For many, however, the continent has become a ‘Europe of sorrow’; a source of despondency, frustrated hopes and shattered dreams. Far from supporting the EU’s break-up, however, many eurosceptics seek its reform. If the Democracy in Europe Movement 2025 (DiEM25) is to become a successful pan-European movement, then it is vital that such voices - including those beyond the EU’s own borders - be actively mobilized to drive change, not collapse.
One of the impediments to a vibrant and healthy debate about the EU and its future is the persistence of Eurocentrism. This unyielding belief in the predominance of Europe and European culture gives rise to an assertion that Europe’s problems can simply be overcome by more Europe. Europe is not the problem, but an absence or lack of Europe. If we could only Federalise Europe, then all its problems would be resolved. Advocates of such an approach are almost religiously dogmatic in their avowals of the EU as a panacea.
Such radical europhiles regularly deride eurosceptics as being prejudiced, myopic and insular. Eurosceptics are frequently castigated as anti-migration and anti-refugee. Euroscepticism is deemed to be the preserve of the populist, with anti-EU sentiment whipped-up by those simply eager to further their own political ambitions. Expressed concerns about the European project are rarely tackled head-on, but instead dismissed as irrelevant or simply brushed under the carpet. In effect, the two sides - the europhiles and the eurosceptics - persistently talk past one another.
Stereotyping all eurosceptics in this manner, however, further complicates efforts to mobilize those who still believe in the potential of Europe. The twin narratives of Europe - 'as saviour' and 'of sorrow' - are not as fundamentally dichotomous as they may first appear. Contained within the narrative of a “Europe of sorrow” is an impatience with the European project itself; what it has become and what it might have been.
Many eurosceptics are deeply-concerned about the EU itself, not about the idea of Europe as such. Yet this impatience is tending to drive centrifugal forces, not change. Whilst opponents of the EU in its current form are not necessarily opponents of Europe per se, this schism within eurosceptics has not been effectively exploited by those advocating for a different Europe.
This impatience is shared by increasingly eurosceptic voices on Europe’s margins, both within and beyond its geographical boundaries.
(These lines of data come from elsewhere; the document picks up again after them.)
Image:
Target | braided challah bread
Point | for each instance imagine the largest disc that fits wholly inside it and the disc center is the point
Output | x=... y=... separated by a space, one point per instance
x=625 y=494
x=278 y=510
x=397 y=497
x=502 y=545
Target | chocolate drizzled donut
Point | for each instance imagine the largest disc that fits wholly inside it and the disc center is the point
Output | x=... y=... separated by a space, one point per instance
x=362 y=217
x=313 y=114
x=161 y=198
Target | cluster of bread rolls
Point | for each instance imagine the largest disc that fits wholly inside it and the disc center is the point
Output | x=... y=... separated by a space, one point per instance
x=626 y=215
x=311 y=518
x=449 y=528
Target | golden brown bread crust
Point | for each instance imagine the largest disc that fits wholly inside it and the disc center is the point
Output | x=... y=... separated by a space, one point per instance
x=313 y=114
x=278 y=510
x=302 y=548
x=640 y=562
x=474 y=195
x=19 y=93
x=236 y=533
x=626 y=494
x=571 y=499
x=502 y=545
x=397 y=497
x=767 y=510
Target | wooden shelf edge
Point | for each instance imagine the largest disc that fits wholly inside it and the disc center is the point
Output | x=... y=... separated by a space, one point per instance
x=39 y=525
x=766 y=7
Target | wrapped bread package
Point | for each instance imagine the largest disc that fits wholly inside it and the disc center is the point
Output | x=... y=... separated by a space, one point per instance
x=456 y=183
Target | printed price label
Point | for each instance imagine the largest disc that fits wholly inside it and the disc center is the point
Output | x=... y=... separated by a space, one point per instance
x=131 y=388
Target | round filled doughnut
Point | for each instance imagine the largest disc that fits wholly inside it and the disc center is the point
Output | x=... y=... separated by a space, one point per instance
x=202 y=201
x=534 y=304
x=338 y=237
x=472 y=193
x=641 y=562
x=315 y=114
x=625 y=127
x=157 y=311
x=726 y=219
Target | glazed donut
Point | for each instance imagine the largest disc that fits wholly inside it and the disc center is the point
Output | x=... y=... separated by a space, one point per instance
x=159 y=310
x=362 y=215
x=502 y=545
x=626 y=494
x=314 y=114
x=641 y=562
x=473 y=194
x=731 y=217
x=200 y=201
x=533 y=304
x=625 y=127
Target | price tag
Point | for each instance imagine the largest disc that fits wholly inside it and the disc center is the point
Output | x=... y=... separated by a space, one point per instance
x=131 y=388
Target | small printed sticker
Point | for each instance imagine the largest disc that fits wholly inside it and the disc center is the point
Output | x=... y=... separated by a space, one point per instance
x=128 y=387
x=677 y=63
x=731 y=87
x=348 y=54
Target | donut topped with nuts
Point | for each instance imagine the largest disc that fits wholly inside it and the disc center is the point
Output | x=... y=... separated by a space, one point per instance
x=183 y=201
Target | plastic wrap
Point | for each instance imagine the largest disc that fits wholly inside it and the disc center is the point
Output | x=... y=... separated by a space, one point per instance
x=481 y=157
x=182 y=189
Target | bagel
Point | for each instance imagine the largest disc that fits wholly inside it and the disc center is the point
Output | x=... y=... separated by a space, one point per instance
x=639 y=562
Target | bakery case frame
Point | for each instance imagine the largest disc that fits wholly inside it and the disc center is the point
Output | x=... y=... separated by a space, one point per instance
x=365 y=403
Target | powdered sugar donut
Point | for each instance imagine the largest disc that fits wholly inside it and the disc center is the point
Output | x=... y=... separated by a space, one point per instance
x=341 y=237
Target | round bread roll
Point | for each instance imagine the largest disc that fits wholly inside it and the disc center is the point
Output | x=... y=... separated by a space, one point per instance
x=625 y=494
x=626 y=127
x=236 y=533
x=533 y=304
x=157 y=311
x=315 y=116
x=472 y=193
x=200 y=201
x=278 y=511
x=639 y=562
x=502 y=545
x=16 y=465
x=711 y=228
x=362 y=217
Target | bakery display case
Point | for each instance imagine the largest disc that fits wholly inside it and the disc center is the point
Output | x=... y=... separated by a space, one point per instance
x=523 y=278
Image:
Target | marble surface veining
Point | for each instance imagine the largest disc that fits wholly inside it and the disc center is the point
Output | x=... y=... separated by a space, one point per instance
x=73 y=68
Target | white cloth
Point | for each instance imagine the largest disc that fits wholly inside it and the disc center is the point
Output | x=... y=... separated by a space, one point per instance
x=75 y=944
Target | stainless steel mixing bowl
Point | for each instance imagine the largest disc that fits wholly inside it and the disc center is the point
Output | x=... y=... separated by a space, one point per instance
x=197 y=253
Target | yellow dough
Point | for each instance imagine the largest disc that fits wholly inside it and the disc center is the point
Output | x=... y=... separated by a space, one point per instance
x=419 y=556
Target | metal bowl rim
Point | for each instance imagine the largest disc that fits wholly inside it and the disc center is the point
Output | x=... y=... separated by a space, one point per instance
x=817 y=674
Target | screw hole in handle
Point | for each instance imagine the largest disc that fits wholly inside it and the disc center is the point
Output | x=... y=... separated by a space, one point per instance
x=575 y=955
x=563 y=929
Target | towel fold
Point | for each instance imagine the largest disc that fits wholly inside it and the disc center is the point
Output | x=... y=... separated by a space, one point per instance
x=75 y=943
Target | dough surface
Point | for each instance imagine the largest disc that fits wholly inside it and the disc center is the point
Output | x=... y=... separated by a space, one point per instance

Too many of Europe’s younger generation have experienced Europe as a 'Europe of sorrow' (especially through high unemployment levels), yet remain largely excluded from debates about the Union’s very future. Day-by-day they become ever more detached from the European project.
The youth of Ukraine and other peripheral areas (i.e. north Africa, the Middle East) also have a stake in the EU’s future, and the ideas and energy to reinvigorate debates. Yet having stood-up on the streets of Kyiv to voice their faith in a European future, Ukraine’s youth increasingly feel betrayed by Europe’s regression and the impact it will have on their own country’s transition.
The Dutch referendum on the EU’s association agreement with Ukraine brought these two competing notions of Europe - 'as saviour' and 'of sorrow' - head-to-head. On the one side, those cherishing Europe’s transformative potential beyond its own borders in its contemporary hour of need vis-a-vis Russian manoeuvres in the East.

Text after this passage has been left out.